Major agencies are close to meeting September zero trust deadline, federal CIO says
The deadline is linked to a sweeping 2021 cybersecurity executive order.
A tranche of major federal agencies have nearly met a Sept. 30 deadline requiring them to build out and adopt a degree of zero trust architecture on their networks, federal CIO Clare Martorana said Wednesday.
The zero trust cybersecurity model is a methodology where users on a network are never inherently trusted and must be regularly verified to be allowed access into sensitive systems and webpages.

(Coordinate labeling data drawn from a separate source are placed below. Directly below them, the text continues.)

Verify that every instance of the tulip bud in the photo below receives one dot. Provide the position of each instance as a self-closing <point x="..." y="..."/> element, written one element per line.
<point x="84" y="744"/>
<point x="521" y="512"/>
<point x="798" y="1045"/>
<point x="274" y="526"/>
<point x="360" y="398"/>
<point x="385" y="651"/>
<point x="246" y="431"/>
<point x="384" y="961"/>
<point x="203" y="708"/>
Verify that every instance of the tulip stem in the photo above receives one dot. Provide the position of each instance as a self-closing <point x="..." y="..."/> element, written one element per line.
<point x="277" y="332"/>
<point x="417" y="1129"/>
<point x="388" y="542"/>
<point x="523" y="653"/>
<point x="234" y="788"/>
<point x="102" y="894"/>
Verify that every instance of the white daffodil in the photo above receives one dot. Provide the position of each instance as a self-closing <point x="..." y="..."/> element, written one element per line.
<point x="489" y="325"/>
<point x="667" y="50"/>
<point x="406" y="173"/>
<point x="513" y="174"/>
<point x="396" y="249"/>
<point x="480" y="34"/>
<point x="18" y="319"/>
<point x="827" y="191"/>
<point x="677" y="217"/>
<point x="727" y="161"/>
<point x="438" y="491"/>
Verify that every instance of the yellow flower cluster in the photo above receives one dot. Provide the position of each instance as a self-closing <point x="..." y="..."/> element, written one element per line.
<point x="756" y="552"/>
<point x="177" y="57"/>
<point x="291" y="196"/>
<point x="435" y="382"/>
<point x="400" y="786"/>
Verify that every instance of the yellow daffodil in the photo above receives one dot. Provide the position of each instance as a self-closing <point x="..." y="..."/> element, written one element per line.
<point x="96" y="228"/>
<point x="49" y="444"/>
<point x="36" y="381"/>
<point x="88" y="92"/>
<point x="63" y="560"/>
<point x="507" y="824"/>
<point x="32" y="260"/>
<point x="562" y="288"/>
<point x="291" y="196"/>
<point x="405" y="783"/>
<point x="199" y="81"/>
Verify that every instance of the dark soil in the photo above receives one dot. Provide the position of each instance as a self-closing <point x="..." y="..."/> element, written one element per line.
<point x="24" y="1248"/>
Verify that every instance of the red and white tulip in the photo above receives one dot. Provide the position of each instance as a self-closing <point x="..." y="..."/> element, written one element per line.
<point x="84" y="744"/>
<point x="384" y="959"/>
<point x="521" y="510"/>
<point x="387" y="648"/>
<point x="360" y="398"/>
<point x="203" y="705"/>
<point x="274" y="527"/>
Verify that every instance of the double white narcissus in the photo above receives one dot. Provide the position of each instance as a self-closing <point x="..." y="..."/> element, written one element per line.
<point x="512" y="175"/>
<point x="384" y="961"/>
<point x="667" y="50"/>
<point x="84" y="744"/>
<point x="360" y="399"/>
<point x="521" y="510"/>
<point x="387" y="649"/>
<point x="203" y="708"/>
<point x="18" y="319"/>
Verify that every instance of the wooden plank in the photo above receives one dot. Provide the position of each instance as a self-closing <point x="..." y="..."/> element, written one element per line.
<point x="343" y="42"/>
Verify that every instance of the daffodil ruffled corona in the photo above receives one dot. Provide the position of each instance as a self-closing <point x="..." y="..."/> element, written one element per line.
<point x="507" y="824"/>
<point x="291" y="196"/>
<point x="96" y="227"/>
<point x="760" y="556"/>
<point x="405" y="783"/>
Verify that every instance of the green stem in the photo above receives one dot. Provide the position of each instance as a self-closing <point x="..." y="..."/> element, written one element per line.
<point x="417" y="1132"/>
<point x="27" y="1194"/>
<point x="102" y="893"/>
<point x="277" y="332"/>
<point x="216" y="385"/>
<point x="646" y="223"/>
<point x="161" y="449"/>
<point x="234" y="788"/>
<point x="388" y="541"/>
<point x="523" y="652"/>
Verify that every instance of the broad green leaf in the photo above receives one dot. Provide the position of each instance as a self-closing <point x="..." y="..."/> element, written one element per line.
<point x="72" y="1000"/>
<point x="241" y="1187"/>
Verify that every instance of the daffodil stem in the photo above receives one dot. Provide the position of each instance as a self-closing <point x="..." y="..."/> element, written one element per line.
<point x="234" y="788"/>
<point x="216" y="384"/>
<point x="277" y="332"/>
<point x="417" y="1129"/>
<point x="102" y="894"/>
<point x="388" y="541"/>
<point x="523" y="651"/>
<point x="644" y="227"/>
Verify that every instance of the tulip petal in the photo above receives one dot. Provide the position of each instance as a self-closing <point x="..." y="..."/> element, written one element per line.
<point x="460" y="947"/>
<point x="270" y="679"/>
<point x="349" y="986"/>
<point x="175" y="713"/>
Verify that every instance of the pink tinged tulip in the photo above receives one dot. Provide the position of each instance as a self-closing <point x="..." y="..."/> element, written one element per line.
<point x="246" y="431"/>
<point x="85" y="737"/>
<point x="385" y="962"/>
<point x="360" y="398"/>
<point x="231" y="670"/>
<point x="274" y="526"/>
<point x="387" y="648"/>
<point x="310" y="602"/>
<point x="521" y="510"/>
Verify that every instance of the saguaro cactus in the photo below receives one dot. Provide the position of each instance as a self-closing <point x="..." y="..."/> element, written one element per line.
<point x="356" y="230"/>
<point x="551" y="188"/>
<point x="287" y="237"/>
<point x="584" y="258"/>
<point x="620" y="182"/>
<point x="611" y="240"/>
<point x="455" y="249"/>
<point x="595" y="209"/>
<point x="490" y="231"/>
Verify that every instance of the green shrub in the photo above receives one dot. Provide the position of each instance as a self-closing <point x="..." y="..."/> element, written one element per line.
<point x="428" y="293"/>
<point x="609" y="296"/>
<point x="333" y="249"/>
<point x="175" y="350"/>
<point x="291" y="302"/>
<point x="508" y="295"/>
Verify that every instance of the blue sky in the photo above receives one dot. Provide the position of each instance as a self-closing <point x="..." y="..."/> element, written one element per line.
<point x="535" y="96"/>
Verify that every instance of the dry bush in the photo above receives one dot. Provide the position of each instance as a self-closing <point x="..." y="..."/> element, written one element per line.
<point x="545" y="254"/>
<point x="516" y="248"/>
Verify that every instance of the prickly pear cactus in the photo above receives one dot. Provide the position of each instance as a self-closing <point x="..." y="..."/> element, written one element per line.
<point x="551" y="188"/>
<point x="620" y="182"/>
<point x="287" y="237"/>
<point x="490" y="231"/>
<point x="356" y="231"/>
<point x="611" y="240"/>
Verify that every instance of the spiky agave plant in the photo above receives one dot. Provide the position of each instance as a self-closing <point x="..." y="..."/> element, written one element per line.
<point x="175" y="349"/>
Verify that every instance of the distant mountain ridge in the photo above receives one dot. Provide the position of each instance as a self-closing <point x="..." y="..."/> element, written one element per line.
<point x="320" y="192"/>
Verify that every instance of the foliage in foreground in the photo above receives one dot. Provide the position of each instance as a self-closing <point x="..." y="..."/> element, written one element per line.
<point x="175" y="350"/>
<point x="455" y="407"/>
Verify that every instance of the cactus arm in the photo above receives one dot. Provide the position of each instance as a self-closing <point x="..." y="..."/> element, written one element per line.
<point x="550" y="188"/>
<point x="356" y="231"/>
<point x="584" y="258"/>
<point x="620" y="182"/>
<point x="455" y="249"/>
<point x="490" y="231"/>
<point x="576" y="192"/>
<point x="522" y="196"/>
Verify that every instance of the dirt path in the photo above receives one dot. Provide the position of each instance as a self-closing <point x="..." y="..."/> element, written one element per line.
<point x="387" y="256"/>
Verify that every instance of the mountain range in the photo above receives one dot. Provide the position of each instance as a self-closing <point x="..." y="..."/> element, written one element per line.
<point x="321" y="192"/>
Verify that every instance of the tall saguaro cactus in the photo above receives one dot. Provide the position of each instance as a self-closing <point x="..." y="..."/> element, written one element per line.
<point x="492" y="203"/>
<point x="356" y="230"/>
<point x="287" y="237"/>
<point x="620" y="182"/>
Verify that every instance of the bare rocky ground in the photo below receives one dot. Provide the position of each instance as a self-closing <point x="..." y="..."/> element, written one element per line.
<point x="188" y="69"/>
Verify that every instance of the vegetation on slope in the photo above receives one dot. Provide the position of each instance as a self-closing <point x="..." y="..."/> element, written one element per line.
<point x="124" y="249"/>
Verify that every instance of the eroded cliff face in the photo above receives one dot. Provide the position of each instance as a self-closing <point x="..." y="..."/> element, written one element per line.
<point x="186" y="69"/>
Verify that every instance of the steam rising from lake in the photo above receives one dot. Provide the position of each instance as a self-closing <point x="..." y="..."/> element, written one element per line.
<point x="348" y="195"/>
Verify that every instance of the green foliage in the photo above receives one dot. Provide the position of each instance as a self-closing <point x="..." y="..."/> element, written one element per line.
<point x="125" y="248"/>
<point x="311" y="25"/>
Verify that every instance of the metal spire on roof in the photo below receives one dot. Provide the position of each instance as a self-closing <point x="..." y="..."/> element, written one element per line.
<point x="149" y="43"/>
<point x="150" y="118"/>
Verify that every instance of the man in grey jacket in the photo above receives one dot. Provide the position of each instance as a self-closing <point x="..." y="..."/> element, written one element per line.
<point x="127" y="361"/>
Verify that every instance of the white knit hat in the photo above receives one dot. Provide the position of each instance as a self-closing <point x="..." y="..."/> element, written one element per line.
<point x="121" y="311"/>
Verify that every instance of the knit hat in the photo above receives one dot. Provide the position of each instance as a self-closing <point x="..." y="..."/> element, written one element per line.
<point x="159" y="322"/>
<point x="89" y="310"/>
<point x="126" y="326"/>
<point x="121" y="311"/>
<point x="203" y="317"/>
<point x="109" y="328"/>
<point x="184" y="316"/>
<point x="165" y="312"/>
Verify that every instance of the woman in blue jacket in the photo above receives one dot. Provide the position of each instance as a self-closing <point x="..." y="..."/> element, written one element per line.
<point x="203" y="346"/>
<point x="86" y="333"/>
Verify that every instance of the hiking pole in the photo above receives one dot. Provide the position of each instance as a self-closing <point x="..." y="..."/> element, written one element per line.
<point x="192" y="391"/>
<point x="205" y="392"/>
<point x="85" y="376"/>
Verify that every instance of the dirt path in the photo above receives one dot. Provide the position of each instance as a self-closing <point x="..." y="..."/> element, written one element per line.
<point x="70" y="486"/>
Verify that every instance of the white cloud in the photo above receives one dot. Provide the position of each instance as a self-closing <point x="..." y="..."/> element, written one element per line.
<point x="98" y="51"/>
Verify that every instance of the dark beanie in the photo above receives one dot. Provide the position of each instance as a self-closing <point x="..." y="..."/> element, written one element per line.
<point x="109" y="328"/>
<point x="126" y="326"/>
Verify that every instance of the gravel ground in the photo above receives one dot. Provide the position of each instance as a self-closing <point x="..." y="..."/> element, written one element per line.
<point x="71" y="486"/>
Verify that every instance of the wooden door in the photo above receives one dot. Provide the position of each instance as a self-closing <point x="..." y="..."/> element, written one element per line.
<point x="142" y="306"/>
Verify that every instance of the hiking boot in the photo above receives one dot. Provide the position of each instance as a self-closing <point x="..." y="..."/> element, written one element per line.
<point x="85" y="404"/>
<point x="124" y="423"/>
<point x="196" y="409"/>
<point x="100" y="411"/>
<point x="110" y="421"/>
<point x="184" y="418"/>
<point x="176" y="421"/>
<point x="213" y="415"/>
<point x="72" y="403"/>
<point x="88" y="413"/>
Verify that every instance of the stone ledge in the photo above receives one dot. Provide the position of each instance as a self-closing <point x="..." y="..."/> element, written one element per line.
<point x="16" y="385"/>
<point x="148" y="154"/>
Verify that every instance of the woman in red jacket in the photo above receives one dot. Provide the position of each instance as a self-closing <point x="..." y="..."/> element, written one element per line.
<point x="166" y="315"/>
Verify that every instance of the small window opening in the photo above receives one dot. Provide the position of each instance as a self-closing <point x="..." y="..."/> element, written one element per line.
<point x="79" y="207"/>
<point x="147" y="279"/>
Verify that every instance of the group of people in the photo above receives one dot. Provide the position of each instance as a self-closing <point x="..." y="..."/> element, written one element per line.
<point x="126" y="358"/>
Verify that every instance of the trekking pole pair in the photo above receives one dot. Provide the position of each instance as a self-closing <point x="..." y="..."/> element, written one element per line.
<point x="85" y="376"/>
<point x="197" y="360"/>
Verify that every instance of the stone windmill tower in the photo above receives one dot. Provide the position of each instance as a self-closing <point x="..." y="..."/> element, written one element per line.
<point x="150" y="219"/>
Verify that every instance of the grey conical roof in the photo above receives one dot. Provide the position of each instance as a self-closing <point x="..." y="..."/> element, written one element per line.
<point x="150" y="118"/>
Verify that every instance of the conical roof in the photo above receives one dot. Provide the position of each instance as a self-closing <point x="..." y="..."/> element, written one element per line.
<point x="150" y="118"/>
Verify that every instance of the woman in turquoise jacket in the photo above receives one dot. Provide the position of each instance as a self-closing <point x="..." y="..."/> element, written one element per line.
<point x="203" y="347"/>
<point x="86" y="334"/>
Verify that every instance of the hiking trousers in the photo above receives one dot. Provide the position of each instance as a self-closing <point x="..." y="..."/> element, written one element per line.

The 24 CFO Act agencies — federal regulators affected by a 1990 law that gave the White House new authorities to oversee the government’s financial management — are “all in the high 90% range” and, more broadly, federal entities “moved from 81% to 87% completion rate for agencies on that journey,” said Martorana, who did not specify an exact timeline to when the jump to 87% was made.
There is no one single zero trust solution available for agencies to procure. But several private firms specializing in specific zero trust pillars have been working for years to secure contracts with agencies since a major cybersecurity executive order was signed by President Joe Biden in 2021.
The Cybersecurity and Infrastructure Security Agency in May provided agencies guidance to meet website encryption requirements and move closer toward their zero trust goals.
Zero trust isn’t a one size fits all approach because nation-state adversaries and cybercriminals can still innovate and find workarounds that allow them to breach architected systems.
“It is a continued journey that the government is going to undergo for many years,” Martorana said.
The May 2021 executive order directed all federal agencies to develop a plan for implementing zero trust strategies. The Office of Management and Budget later issued a memo in January 2022 that, in part, required agencies to undertake a series of steps by the end of fiscal 2024 “to form a starting point to implementing zero trust architecture.”
Federal cyberdefenses became a top issue for the Biden administration after the Colonial Pipeline and SolarWinds Orion incidents that occurred in the past couple years. Other headline-making hacks have followed, including last summer when Chinese operatives accessed the email inboxes of U.S. officials, which later became the subject of a major DHS oversight report.